The major aim of research into ageing is to improve human health during later life because this is where the real burden of ill-health in developed countries is now falling. Some modest increase in lifespan may also occur as a result, but this is likely to be minor in comparison to the steady increase in life expectancy of two to five years per decade that we have seen since the mid-nineteenth century, which continues unabated today.

Banner image: National Institute on Aging, National Institutes of Health

Discussion meeting

This article is based on the discussion meeting 'The new science of ageing' which was held on 10-11 May 2010.

Related journal

Phil. Trans. R. Soc. B
12 January 2011 vol. 366 no. 1561

This volume contains selected papers from this discussion meeting.

From the Royal Society's archives

At some point in the 17th century, Robert Boyle (a founding Fellow of the Royal Society) dictated a list of things that he hoped the new “Natural Philosophy” of the Royal Society would achieve.  At the top of the list is “The Prolongation of Life”, showing us that scientifically inclined minds, such as Boyle, were already beginning to speculate on the ageing process at the dawn of the scientific revolution.

While better medicines and improved living conditions in some societies during the 18th and 19th centuries demonstrated that dramatic increases in life expectancy were possible, the process of ageing itself remained mysterious.  In the 20th century, the subject exercised the biologist and science writer Peter Medawar FRS who tried to explain the phenomena of ageing as consequences of Darwinian evolutionary forces.

What most people would understand as ageing is actually senescence – the physical declines accompanying the accumulation of an organism’s years which increase the likelihood of its death.
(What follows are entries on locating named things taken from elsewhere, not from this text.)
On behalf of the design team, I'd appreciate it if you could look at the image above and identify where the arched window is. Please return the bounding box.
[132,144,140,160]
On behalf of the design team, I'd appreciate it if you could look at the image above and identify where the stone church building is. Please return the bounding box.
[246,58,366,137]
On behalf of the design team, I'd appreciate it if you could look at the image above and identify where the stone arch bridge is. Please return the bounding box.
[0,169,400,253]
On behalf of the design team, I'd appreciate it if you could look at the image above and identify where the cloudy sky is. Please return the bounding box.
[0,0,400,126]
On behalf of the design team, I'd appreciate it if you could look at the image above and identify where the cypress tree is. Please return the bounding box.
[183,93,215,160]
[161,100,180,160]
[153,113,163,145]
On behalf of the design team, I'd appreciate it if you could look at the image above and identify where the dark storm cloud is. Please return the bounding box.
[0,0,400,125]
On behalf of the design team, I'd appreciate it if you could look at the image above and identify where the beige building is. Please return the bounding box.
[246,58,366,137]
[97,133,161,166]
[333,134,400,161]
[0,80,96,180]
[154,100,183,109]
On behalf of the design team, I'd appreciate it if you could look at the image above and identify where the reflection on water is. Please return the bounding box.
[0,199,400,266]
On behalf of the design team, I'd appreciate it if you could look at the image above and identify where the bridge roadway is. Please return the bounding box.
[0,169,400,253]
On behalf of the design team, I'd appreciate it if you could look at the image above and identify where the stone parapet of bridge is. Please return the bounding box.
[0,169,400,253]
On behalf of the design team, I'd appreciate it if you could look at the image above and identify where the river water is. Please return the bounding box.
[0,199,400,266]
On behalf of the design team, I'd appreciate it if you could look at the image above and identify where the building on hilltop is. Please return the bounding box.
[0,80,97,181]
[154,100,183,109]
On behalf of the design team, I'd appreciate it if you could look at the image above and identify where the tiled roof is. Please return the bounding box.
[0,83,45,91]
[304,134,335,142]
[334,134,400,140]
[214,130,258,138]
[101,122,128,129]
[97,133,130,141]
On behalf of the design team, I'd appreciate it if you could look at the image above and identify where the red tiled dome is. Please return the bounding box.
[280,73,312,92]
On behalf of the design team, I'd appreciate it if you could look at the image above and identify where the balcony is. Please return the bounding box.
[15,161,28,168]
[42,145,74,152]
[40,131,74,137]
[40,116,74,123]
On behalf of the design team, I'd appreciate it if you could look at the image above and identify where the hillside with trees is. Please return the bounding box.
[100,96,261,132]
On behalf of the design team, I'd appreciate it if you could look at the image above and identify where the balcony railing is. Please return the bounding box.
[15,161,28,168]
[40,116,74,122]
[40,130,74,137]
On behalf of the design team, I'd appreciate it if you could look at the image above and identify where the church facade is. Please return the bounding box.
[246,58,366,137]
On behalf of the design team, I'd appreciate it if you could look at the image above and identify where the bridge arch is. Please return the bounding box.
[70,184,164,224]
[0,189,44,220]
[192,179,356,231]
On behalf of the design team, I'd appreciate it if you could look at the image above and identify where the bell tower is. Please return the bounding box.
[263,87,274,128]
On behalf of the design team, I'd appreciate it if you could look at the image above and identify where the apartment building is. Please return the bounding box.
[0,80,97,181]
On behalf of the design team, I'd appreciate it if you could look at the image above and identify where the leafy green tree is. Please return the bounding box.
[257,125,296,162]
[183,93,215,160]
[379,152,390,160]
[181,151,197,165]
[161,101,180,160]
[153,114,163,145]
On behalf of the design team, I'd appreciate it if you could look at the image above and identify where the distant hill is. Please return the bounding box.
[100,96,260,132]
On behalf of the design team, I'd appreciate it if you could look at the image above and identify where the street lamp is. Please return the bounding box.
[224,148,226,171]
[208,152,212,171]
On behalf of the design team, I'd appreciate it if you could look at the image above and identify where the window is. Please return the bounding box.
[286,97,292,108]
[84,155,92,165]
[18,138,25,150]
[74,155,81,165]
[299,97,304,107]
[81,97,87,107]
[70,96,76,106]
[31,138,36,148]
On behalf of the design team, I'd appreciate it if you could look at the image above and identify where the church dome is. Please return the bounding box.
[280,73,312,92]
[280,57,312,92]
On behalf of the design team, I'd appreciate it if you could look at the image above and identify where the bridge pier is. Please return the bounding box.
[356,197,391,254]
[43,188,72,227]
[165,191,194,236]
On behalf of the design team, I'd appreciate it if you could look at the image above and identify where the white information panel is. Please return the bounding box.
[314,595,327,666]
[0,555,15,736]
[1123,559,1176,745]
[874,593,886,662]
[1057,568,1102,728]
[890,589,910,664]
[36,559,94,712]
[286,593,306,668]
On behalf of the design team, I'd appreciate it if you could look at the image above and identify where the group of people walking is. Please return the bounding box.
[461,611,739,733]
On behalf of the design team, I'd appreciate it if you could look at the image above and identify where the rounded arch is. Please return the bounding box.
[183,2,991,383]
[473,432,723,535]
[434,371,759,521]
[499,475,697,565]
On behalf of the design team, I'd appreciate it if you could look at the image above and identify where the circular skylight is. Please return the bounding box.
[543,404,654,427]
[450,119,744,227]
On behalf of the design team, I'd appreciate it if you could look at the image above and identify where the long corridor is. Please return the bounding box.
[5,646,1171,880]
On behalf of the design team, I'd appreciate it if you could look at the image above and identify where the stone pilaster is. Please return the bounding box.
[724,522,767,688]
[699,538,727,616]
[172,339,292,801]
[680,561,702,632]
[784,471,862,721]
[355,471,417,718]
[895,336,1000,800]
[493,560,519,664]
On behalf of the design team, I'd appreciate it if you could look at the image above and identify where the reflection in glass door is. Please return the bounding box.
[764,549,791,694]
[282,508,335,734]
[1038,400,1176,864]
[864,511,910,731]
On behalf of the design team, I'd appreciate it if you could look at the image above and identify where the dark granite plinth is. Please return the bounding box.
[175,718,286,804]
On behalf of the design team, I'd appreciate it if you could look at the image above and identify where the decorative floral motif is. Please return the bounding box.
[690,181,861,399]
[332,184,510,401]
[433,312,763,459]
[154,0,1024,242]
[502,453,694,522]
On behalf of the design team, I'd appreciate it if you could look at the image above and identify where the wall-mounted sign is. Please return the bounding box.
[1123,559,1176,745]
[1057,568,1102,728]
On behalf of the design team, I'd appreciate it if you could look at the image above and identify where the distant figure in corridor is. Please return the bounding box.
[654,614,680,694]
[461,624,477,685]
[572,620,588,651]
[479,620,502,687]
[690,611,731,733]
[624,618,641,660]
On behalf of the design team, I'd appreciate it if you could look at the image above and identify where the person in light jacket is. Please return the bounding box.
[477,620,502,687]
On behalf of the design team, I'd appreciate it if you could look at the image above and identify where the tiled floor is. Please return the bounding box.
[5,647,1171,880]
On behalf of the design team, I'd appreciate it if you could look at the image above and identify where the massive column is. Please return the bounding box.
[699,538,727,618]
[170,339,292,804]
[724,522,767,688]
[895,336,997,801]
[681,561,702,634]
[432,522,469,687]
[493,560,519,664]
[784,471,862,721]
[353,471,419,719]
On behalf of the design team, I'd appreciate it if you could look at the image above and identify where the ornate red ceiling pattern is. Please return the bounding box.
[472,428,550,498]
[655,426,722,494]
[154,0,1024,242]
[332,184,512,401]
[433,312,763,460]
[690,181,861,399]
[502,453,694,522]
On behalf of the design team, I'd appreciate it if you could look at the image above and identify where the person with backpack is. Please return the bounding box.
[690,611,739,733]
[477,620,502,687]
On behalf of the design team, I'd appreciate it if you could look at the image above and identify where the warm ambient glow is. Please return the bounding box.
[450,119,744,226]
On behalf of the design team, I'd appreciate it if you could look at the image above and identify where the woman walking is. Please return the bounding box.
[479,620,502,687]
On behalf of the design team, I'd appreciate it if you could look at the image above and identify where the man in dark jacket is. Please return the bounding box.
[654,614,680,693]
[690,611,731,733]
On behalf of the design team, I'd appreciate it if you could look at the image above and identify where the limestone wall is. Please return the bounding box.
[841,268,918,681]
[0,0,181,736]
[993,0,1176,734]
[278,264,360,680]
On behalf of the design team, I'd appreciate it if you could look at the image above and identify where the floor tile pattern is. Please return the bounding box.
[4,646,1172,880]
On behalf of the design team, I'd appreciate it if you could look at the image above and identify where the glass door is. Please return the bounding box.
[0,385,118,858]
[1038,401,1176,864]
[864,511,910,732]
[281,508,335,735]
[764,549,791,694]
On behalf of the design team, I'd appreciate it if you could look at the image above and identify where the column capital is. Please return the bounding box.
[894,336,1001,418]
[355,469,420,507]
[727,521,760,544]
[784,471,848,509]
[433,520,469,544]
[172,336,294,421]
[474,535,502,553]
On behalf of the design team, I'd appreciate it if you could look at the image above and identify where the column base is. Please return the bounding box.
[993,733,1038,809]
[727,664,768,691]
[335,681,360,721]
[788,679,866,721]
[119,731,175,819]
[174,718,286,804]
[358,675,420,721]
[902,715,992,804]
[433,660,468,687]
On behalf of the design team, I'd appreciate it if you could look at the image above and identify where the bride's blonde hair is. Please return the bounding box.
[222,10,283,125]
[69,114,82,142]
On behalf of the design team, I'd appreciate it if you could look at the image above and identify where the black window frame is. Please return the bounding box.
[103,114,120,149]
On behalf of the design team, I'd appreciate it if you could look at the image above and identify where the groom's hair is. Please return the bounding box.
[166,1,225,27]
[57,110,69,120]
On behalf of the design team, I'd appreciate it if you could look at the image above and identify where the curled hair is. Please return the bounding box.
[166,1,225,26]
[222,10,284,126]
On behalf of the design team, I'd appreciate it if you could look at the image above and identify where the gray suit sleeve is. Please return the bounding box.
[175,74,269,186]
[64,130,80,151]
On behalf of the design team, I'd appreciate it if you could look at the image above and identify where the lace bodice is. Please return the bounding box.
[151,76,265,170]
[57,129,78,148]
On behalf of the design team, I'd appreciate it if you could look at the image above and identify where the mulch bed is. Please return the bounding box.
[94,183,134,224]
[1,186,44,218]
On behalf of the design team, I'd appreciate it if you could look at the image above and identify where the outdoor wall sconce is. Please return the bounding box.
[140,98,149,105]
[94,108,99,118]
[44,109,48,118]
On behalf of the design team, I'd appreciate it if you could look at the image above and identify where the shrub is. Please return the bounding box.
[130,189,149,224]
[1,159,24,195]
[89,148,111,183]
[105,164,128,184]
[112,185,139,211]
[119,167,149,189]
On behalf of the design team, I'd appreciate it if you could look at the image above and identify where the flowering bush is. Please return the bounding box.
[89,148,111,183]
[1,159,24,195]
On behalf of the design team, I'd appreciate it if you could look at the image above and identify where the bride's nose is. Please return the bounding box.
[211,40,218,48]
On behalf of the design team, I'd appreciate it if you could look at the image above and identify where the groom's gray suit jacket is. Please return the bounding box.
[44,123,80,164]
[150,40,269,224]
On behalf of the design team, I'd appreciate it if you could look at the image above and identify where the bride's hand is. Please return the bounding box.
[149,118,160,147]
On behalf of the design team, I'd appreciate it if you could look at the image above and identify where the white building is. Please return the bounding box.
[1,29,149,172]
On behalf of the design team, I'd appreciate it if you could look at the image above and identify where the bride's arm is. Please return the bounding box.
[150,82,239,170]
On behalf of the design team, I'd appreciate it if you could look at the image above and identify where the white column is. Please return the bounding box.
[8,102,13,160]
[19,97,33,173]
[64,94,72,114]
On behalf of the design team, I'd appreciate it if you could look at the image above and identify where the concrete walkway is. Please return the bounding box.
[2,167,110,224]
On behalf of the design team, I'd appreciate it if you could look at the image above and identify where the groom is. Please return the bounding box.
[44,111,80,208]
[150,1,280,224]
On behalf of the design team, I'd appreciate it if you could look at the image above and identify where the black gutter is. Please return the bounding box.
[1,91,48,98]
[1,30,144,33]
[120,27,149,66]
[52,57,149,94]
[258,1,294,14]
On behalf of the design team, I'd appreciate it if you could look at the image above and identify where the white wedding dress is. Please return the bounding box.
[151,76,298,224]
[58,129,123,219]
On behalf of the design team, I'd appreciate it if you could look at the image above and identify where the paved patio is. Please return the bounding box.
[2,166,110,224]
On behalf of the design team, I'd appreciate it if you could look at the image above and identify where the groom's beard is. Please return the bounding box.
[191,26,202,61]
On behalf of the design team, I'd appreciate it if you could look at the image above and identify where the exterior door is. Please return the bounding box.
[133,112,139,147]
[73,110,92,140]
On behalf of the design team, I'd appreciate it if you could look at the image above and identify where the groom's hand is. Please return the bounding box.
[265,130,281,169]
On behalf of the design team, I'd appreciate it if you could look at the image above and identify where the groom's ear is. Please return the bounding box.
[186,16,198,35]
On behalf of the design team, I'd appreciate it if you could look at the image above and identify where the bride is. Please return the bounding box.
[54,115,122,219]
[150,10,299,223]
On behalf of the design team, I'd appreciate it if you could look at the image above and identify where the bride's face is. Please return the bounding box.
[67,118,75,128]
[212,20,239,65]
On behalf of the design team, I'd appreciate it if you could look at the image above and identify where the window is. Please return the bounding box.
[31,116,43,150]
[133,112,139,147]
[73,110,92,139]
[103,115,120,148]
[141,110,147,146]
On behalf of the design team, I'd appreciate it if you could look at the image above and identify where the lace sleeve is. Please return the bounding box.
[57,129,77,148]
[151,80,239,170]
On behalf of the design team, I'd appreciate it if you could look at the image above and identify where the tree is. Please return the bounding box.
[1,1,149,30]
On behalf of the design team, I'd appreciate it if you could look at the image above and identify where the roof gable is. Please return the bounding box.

Instead of interpreting these as a simple matter of the body “wearing out”, Medawar thought that some fuller explanation was necessary, since it did not follow that animals must decline with age.

He suggested that some mutations might lower the viability of organisms, but only reveal themselves in a post-reproductive phase of life, by which time the biological disadvantages were irrelevant. Ageing was an artefact of domesticity, for in nature, animals (including humans) seldom lived long enough beyond reproduction for the problems to become apparent. 

Now termed mutation-accumulation theory, this is one of several competing scientific theories of ageing.  While we may be some time away from achieving the prolongation of life as Boyle imagined it, today’s scientists have surely set us well on the way.